For this portion of the laboratory, you used a spectrophotometer to measure the absorption spectrum of an extract prepared from spinach leaves. The absorption spectrum of the spinach extract reflects the wavelengths of light most useful by the plant in photosynthesis.
To prepare the absorption spectrum, measure the absorption of the extract from 400 to 650 nm at 25nm intervals. Then, plot the absorption values versus wavelength. When completed, the graph should look like this:
Be sure you indicate which wavelenghts of light are most conducive to photosynthesis.
For this experiment, you used O2 production as an indicator of photosynthetic activity. The photosynthetic process utilizes CO2 as a reactant and produces O2 as a waste product. You measured the photosynthetic rate of Elodea, an aquatic plant, in a solution saturated with HCO3-. The HCO3- can serve as a source of CO2, but since this is dissolved in solution, it's consumption does not appreciably alter the volume of the solution. The gaseous waste product of photosynthesis, O2, does not dissolve in the solution. Instead, the O2 bubbles to the top of the system, forming a large air bubble. The air bubble forces the solution out of the pipette, which you measured as an indicator of photosynthetic activity.
Intensity of light is a measure of the amount of photons striking a given area over a given period of time. The most common unit of measurement of intensity used by plant physiologists is umol m-2 s-1 (read: micromoles of photons per meter squared per second - one mole = 6 x 1023).
In this experiment, we are measuring how increasing the amount of photons striking the leaf will affect the photosynthetic rate.
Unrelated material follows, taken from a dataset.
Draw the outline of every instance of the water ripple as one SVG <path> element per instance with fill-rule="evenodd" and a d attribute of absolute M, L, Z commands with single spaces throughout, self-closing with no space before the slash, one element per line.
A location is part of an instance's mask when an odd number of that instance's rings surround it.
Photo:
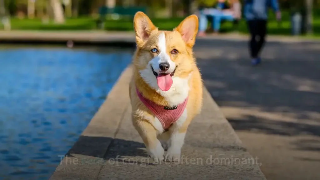
<path fill-rule="evenodd" d="M 132 52 L 5 48 L 0 47 L 0 177 L 47 179 Z"/>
The first step in analyzing the data is to prepare a graph of the volume of O2 produced versus time for the three intensities. When you are done, your graph should look like this:
From this graph, you can determine the photosynthetic rate for each of the three intensities by taking the slope of each line. Once you have done this, prepare a second graph plotting photosynthetic rate versus light intensity. When you are done, your graph should look like this:
You should note that this line does not pass through the origin. Instead, it crosses the x-axis at what is called the photosynthetic compensation point. The photosynthetic compensation point is the intensity of light required for no net carbon assimilation, meaning that the CO2 consumed by photosynthesis is exactly the same amount produced by respiration. At light intensities above the photosynthetic compensation point, the plant is taking in more carbon that it is producing as a waste product by its metabolism. At light intensities below the photosynthetic compensation point, the plant is actually losing carbon!
To mathematically determine the photosynthetic compensation point, use the equation of the line, set y=0 and solve for x
0 = 0.00001 x - 0.0003
x = 30 umol / m2 s
Note: There is no such thing as a negative compensation point (this would imply that the plant is gaining energy from photosynthesis in total darkness). This lab sometimes doesn't work for one reason or another and when you solve for x in the above equation, you may find that the compensation point is negative. You should interpret this as an illogical result and simply state that you cannot determine the compensation point with your dataset and recommend that you perform the experiment again
1. If I took two plants and grew one under green light and the other one under blue light, would the blue-light plant grow better?
Yes, the plant grown under the blue light would grow better. The absorption spectrum that you generated indicates that the chloroplasts absorb blue light much more readily than green light, meaning that more photons will be available to excite the photosystems.